Estuve seis cursos, hasta que terminé Preu, en los Jesuitas, siempre con el padre Prieto en la dirección. Tuve con él varias agarradas fuertes, pero las aguas se calmaban pronto. En los dificilísimos años de la primera juventud supo entendernos y hacernos ver lo que había detrás del instituto, de las tapias del colegio y de nuestros pueblos. Aún recuerdo cuando nos habló de la labor de Ignacio Ellacuría y otros jesuitas en El Salvador y de su apoyo a aquella causa. Tampoco se me olvidarán sus respuestas, en una reunión en su despacho, a las preguntas sobre lo que estaba ocurriendo en el País Vasco. Él era el director y podía imponer sus criterios, pero negoció con los "mayores" poder volver los domingos una hora más tarde a cambio de no cenar. (A nosotros nos interesaba más seguir bailando en Las Vegas que tragarnos la sopa y la mortadela).
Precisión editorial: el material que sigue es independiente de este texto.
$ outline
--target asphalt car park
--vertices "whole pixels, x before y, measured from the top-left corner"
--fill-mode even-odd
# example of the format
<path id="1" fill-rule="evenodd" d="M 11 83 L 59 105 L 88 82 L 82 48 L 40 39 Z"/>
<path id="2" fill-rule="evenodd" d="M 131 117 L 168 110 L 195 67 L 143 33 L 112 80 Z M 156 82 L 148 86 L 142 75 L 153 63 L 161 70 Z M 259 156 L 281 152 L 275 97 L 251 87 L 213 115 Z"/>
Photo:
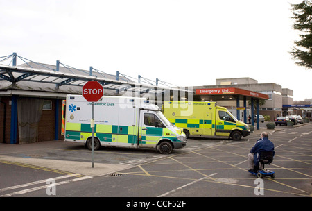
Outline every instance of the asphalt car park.
<path id="1" fill-rule="evenodd" d="M 0 165 L 6 169 L 1 178 L 7 179 L 0 195 L 11 196 L 1 189 L 14 185 L 75 175 L 82 179 L 58 185 L 58 196 L 311 196 L 312 124 L 278 128 L 266 130 L 275 146 L 274 161 L 266 168 L 275 171 L 276 177 L 261 180 L 247 171 L 247 154 L 261 131 L 240 141 L 191 137 L 186 147 L 169 155 L 102 148 L 95 152 L 94 169 L 90 151 L 82 144 L 62 140 L 1 144 Z M 21 168 L 23 174 L 10 179 L 12 172 Z M 22 196 L 46 194 L 42 189 Z"/>

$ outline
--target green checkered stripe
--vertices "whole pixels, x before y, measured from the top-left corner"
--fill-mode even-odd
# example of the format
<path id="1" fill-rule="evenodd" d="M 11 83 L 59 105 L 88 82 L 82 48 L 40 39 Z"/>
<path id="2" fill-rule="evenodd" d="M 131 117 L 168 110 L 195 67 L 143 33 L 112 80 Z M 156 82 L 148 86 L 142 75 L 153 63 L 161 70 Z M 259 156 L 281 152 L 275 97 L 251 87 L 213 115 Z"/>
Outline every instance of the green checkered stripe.
<path id="1" fill-rule="evenodd" d="M 168 119 L 178 128 L 214 128 L 214 124 L 207 119 Z"/>
<path id="2" fill-rule="evenodd" d="M 85 140 L 92 135 L 90 124 L 67 123 L 65 137 L 71 140 Z M 118 141 L 135 143 L 137 140 L 137 127 L 127 126 L 94 125 L 94 136 L 101 142 Z"/>

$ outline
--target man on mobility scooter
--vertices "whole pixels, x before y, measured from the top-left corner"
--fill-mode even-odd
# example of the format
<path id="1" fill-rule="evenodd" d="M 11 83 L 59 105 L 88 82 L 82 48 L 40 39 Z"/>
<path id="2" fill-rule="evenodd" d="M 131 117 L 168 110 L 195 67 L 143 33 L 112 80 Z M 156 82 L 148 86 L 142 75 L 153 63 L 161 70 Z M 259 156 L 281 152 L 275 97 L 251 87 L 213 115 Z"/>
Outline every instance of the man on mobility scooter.
<path id="1" fill-rule="evenodd" d="M 272 178 L 275 176 L 274 171 L 264 169 L 264 164 L 270 164 L 273 161 L 275 153 L 274 144 L 268 137 L 268 133 L 263 132 L 261 138 L 257 140 L 256 144 L 248 155 L 248 172 L 256 175 L 258 178 L 263 176 L 270 176 Z M 260 169 L 259 162 L 261 164 Z"/>

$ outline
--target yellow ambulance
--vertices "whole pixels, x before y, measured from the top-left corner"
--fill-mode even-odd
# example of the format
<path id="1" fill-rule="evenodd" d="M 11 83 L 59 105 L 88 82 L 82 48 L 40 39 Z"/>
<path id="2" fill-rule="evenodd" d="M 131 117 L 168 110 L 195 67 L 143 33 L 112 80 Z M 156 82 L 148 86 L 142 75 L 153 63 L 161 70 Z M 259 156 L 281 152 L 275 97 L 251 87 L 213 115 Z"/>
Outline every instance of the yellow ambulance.
<path id="1" fill-rule="evenodd" d="M 164 101 L 162 112 L 189 136 L 227 136 L 234 140 L 250 135 L 248 125 L 216 102 Z"/>

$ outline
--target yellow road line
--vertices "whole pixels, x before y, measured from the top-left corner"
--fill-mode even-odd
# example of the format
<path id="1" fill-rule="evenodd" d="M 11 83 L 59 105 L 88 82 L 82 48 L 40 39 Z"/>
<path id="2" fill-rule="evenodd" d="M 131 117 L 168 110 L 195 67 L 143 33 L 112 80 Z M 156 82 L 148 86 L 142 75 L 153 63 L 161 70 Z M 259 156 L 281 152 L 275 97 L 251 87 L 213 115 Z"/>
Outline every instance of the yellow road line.
<path id="1" fill-rule="evenodd" d="M 72 172 L 69 172 L 69 171 L 66 171 L 51 169 L 51 168 L 47 168 L 47 167 L 40 167 L 40 166 L 34 166 L 34 165 L 31 165 L 31 164 L 24 164 L 24 163 L 16 162 L 12 162 L 12 161 L 0 160 L 0 163 L 12 164 L 12 165 L 26 167 L 26 168 L 31 168 L 31 169 L 35 169 L 42 170 L 42 171 L 50 171 L 50 172 L 58 173 L 58 174 L 73 174 Z M 83 177 L 84 176 L 81 175 L 81 174 L 77 174 L 74 176 Z"/>

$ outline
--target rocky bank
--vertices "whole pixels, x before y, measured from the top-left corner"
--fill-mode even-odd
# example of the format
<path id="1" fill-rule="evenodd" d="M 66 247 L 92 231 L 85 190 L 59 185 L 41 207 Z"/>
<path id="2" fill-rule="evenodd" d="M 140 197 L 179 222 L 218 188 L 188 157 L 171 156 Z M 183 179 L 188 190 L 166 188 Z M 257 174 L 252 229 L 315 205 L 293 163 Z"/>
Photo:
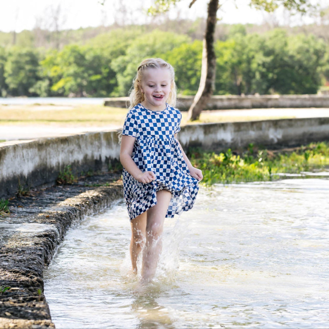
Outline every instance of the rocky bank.
<path id="1" fill-rule="evenodd" d="M 44 267 L 70 227 L 122 197 L 120 177 L 82 177 L 11 198 L 10 214 L 0 215 L 0 328 L 55 327 L 43 293 Z"/>

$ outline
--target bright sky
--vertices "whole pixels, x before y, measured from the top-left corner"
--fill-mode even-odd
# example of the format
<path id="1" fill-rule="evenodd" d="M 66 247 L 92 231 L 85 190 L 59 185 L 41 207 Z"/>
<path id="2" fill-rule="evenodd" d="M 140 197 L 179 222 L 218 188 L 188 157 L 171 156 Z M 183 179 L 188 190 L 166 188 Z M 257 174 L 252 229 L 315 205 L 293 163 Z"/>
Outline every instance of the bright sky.
<path id="1" fill-rule="evenodd" d="M 59 24 L 61 29 L 109 25 L 116 19 L 120 23 L 133 21 L 147 22 L 151 19 L 143 13 L 142 7 L 147 8 L 153 2 L 152 0 L 106 0 L 104 6 L 100 3 L 102 1 L 0 0 L 0 31 L 8 32 L 15 30 L 19 32 L 24 29 L 32 30 L 38 25 L 43 28 L 51 29 L 49 17 L 52 14 L 53 16 L 51 13 L 53 13 L 59 5 L 60 8 Z M 329 0 L 319 1 L 329 6 Z M 176 18 L 178 13 L 183 18 L 194 19 L 198 17 L 205 17 L 208 1 L 198 0 L 190 9 L 188 5 L 190 1 L 181 0 L 175 9 L 170 11 L 171 18 Z M 218 16 L 223 17 L 222 21 L 224 23 L 259 24 L 264 19 L 278 21 L 281 23 L 292 22 L 294 25 L 301 22 L 300 17 L 295 17 L 292 20 L 282 11 L 270 16 L 251 9 L 247 4 L 248 0 L 236 0 L 238 9 L 232 0 L 220 2 L 223 5 Z M 120 3 L 125 6 L 125 14 L 120 13 Z M 309 19 L 303 18 L 303 21 L 309 22 Z"/>

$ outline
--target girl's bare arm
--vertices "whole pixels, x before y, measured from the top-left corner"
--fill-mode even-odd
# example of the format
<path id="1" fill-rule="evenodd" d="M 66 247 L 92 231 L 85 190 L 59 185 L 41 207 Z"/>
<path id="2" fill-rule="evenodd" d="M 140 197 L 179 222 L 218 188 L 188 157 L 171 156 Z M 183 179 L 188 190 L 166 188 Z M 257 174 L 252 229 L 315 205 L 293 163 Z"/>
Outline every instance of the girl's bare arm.
<path id="1" fill-rule="evenodd" d="M 145 184 L 150 183 L 155 179 L 153 171 L 143 172 L 131 158 L 135 142 L 135 137 L 122 135 L 120 148 L 120 162 L 123 167 L 137 180 Z"/>

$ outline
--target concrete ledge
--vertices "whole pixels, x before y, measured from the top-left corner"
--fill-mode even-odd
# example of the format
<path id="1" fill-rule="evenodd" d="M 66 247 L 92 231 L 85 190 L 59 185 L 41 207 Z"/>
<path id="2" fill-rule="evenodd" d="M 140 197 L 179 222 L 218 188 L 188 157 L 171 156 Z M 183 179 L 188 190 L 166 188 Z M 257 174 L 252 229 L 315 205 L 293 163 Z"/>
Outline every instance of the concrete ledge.
<path id="1" fill-rule="evenodd" d="M 55 328 L 43 294 L 44 266 L 70 227 L 123 197 L 122 182 L 109 183 L 113 176 L 90 179 L 106 186 L 80 182 L 31 192 L 12 200 L 11 214 L 0 217 L 0 286 L 10 287 L 1 294 L 0 327 Z"/>
<path id="2" fill-rule="evenodd" d="M 0 146 L 0 198 L 19 189 L 53 185 L 60 172 L 106 172 L 119 159 L 116 131 L 88 133 L 39 140 L 6 142 Z"/>
<path id="3" fill-rule="evenodd" d="M 192 105 L 194 96 L 181 96 L 177 107 L 187 111 Z M 104 105 L 114 107 L 126 108 L 127 97 L 105 98 Z M 329 95 L 264 95 L 214 96 L 207 103 L 204 110 L 237 109 L 267 109 L 271 108 L 329 108 Z"/>
<path id="4" fill-rule="evenodd" d="M 309 118 L 189 125 L 178 138 L 186 149 L 222 150 L 250 143 L 272 148 L 329 140 L 329 118 Z M 61 170 L 107 171 L 118 160 L 117 132 L 89 133 L 38 140 L 6 142 L 0 147 L 0 198 L 19 189 L 53 185 Z"/>
<path id="5" fill-rule="evenodd" d="M 329 118 L 284 119 L 190 125 L 182 127 L 185 149 L 222 150 L 255 145 L 277 148 L 329 140 Z"/>

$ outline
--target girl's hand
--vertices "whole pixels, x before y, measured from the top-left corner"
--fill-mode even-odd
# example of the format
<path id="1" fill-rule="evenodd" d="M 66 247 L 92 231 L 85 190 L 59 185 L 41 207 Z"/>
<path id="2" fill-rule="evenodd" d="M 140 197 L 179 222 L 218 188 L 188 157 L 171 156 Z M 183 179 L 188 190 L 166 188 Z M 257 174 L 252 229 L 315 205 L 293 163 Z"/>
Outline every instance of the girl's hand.
<path id="1" fill-rule="evenodd" d="M 145 171 L 135 178 L 140 183 L 150 183 L 155 179 L 155 174 L 153 171 Z"/>
<path id="2" fill-rule="evenodd" d="M 203 178 L 202 172 L 200 169 L 198 169 L 194 167 L 192 167 L 190 169 L 190 174 L 192 177 L 197 179 L 199 182 Z"/>

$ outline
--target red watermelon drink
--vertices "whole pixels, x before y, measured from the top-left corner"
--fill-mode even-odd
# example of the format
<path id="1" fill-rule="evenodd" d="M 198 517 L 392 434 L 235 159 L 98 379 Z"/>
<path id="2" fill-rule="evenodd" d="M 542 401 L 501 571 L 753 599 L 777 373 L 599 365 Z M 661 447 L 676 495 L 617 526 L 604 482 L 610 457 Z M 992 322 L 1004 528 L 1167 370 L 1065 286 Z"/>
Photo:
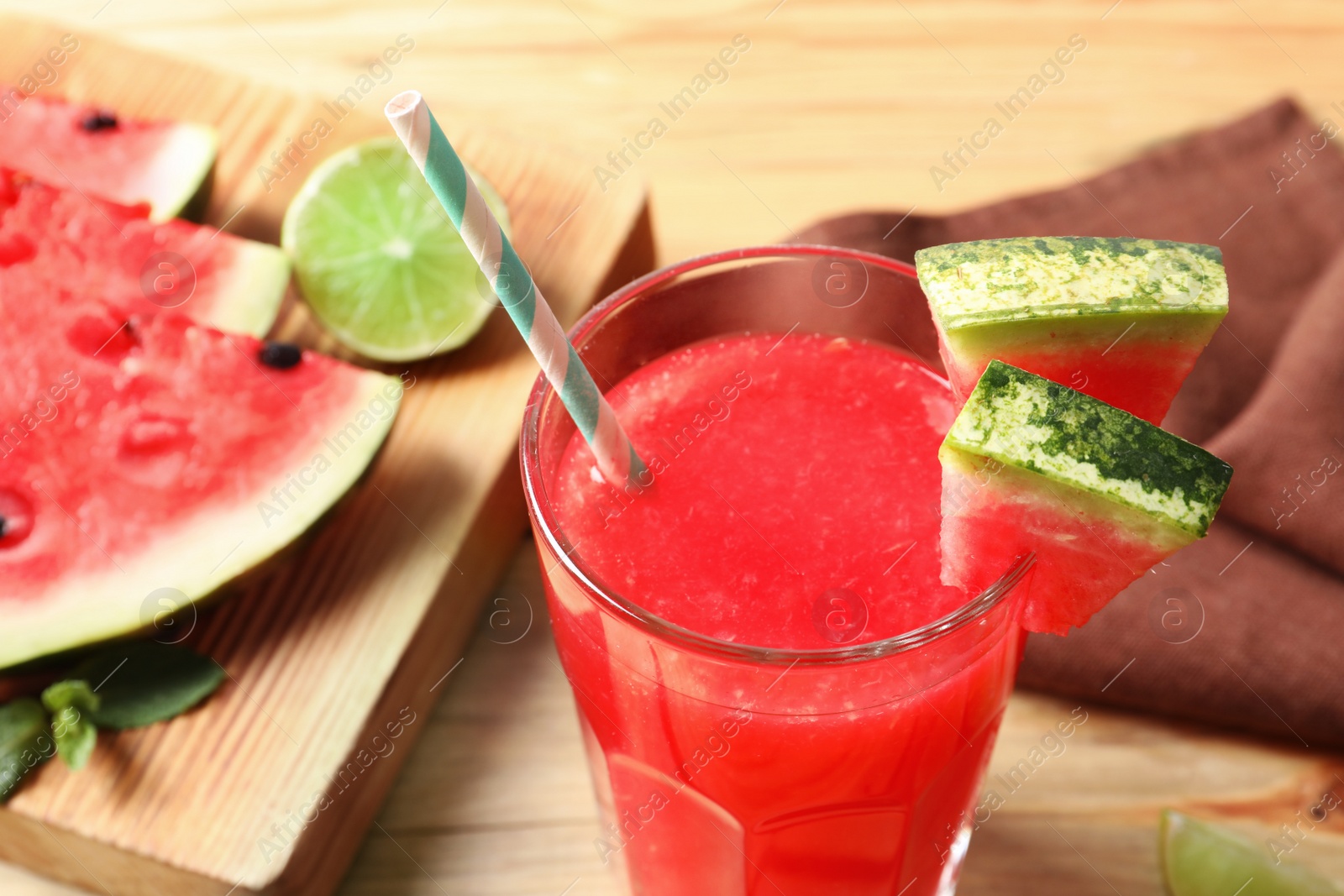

Enrique Prieto tuvo que dejar Zamora y el colegio, su criatura, pero nunca dejó de pensar en su tierra y en la gente que había conocido. Entre otros lugares, pasó por Miranda de Ebro, Badajoz, León, Valladolid, Salamanca y Asturias, desde donde acudió un helador 18 de diciembre para casarnos. Se jugó la vida; nevaba y Pajares estaba intransitable. Cuando le di las gracias, me dijo: "Si los que estuvisteis conmigo, os acordáis de mí, yo tengo que devolveros el cariño".

Así era el padre Prieto. Así lo recuerdo. Con sus virtudes y defectos, pero con una personalidad fuerte, luchadora, volcada en los jóvenes y en la enseñanza. Una personalidad que, por su obra y su amor a Zamora y a sus gentes, merece no caer en el olvido ni ser sepultado por el silencio.